Ankara’da yaşadığım sırada bir kitapçı arkadaşım vardı. Ters mi ters, lanet bir Fransız kadınla evliydi. Arkadaş bizlerle Tavukçu ve Körfez lokanta-meyhanelerinde oturduğu için karısı bizlerden hoşlanmazdı. Bir de erkek çocukları vardı. O sıralar 5-6 yaşlarındaydı. Arkadaşımın hıh demiş burnundan düşmüş. Ama anası kadar aksiydi. Fransızcası, Türkçesinden iyiydi. Bir de İngilizce bilirdi. Aradan birkaç yıl geçti. Arkadaşım, kadından boşandı. Çocuk Fransız kadında kaldı. O sırada arkadaşım öldü. Biz İstanbul’a taşındık. Aradan zaman geçti. Paris’te bir ortak arkadaşımızla Ankara’yı konuşuyorduk.
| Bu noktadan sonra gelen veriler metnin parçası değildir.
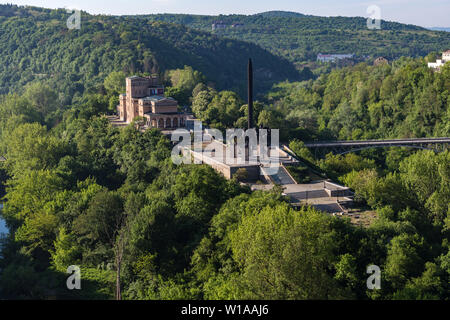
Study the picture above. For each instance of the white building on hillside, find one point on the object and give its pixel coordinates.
(333, 57)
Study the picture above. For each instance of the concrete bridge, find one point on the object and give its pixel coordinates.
(343, 147)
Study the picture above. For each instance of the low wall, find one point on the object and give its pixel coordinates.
(336, 190)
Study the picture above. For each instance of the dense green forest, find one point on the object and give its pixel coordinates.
(79, 191)
(36, 45)
(404, 99)
(299, 38)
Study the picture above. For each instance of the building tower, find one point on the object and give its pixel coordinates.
(250, 94)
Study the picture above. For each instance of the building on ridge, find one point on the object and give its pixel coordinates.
(145, 98)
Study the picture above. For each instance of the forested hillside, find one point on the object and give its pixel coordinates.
(402, 100)
(300, 38)
(78, 191)
(36, 45)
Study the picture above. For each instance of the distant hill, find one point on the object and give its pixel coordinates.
(440, 29)
(35, 43)
(299, 38)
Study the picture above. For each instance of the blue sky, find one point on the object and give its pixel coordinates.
(426, 13)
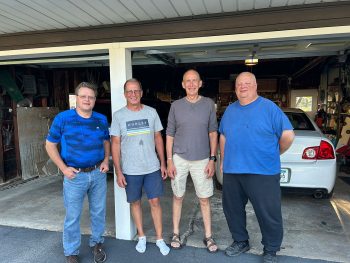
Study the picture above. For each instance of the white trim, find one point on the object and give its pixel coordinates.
(261, 36)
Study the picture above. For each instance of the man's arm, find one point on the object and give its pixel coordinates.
(160, 150)
(286, 140)
(54, 155)
(213, 142)
(169, 154)
(104, 167)
(222, 142)
(116, 154)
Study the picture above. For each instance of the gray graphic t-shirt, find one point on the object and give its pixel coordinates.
(136, 129)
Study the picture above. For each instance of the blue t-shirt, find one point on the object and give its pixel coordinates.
(252, 135)
(82, 139)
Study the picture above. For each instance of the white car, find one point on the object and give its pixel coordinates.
(309, 165)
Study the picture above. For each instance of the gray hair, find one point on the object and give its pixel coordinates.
(134, 81)
(86, 85)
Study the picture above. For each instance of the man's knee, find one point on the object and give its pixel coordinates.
(136, 203)
(154, 202)
(204, 201)
(178, 199)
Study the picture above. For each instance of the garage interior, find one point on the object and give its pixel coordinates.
(283, 68)
(45, 83)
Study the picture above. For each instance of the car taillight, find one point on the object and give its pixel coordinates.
(322, 152)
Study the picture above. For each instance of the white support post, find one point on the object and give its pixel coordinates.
(120, 70)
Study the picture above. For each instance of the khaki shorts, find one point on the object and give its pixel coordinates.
(204, 186)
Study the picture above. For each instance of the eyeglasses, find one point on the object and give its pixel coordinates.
(130, 92)
(84, 97)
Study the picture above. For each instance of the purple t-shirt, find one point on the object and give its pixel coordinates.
(190, 125)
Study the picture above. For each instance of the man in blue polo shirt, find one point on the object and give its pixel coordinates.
(253, 134)
(85, 149)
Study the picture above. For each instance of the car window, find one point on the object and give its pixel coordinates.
(300, 121)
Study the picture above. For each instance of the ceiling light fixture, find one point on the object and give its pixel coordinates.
(252, 60)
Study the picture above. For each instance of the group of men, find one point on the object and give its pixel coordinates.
(253, 133)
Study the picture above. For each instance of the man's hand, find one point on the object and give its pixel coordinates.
(210, 169)
(121, 181)
(171, 169)
(104, 167)
(70, 172)
(164, 172)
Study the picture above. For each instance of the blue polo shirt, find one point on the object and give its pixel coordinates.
(252, 135)
(81, 139)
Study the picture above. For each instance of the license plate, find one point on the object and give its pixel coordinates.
(285, 175)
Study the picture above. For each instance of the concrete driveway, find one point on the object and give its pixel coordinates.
(314, 229)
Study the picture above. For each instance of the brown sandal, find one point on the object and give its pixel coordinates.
(176, 240)
(209, 242)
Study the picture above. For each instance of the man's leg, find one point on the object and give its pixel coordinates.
(206, 214)
(178, 185)
(156, 211)
(204, 189)
(154, 188)
(97, 205)
(136, 211)
(234, 201)
(265, 196)
(177, 207)
(74, 191)
(133, 195)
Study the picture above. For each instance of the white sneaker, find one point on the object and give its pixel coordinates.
(141, 245)
(163, 248)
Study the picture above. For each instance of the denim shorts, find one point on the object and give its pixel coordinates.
(203, 185)
(151, 183)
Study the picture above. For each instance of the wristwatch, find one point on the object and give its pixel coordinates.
(212, 158)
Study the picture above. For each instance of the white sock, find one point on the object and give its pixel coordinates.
(163, 248)
(141, 245)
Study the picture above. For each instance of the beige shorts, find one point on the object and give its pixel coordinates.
(203, 185)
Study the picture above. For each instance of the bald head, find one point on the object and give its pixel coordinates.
(191, 72)
(246, 88)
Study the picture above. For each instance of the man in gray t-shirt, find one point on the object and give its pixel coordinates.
(191, 148)
(135, 135)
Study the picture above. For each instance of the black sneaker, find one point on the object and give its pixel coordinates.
(99, 254)
(270, 256)
(72, 259)
(237, 248)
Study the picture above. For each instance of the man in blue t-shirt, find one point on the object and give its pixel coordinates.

Arkadaşımın Fransız karısı da ölmüş. Çocuğu sordum. “Bilmiyor musun” dedi, “çocuğu evlatlık almışlardı, kendi çocukları değildi”.

Çok şaşırdık. Hayatımızda gördüğümüz en Fransız çocuktu. Türkiye’de bir yurttan alınmış. Ama Türk müydü, hangi soydan, hangi etnostandı? Çocuk Fransız kadının (ananın) Fransa’daki memleketindendi. Öyle yetişmişti!

Kim Kardashian’ın kuzeni

İngiliz The Sun gazetesinin yazdığına göre, Kars’ın merkez Karakale Köyü’nden 29 yaşındaki Muammer Çopur ile Kim Kardashian’ın “nenelerinin nenesi”nin kardeş olduğu iddia edilmiş. Yani kuzen oluyorlar. Müslüman Muammer Bey biraderimiz boşuna umutlanmasın, Hıristiyanlar kuzenleriyle evlenemezler. Kim Kardashian da Hıristiyan.

Ama köyün muhtarı Atilla Çopur pişmiş aşa su katıyor. “Muammer, emmimin oğlu olur, bizim Kardashian’larla akrabalığımız yok!” diyesiymiş. Nereden biliyor? Bilemez!

Türkiye’de bir kanadı Müslüman, bir kanadı Hıristiyan; bir kanadı Kaya, bir kanadı Pedros çok aile var.

12 Temmuz günü yayımlanan yazıma dönelim: Şiirlerini Türkçe yazan arkadaşım Cemal Süreya dirilebilse de kendisini “Ne” hissettiğini sorabilsek.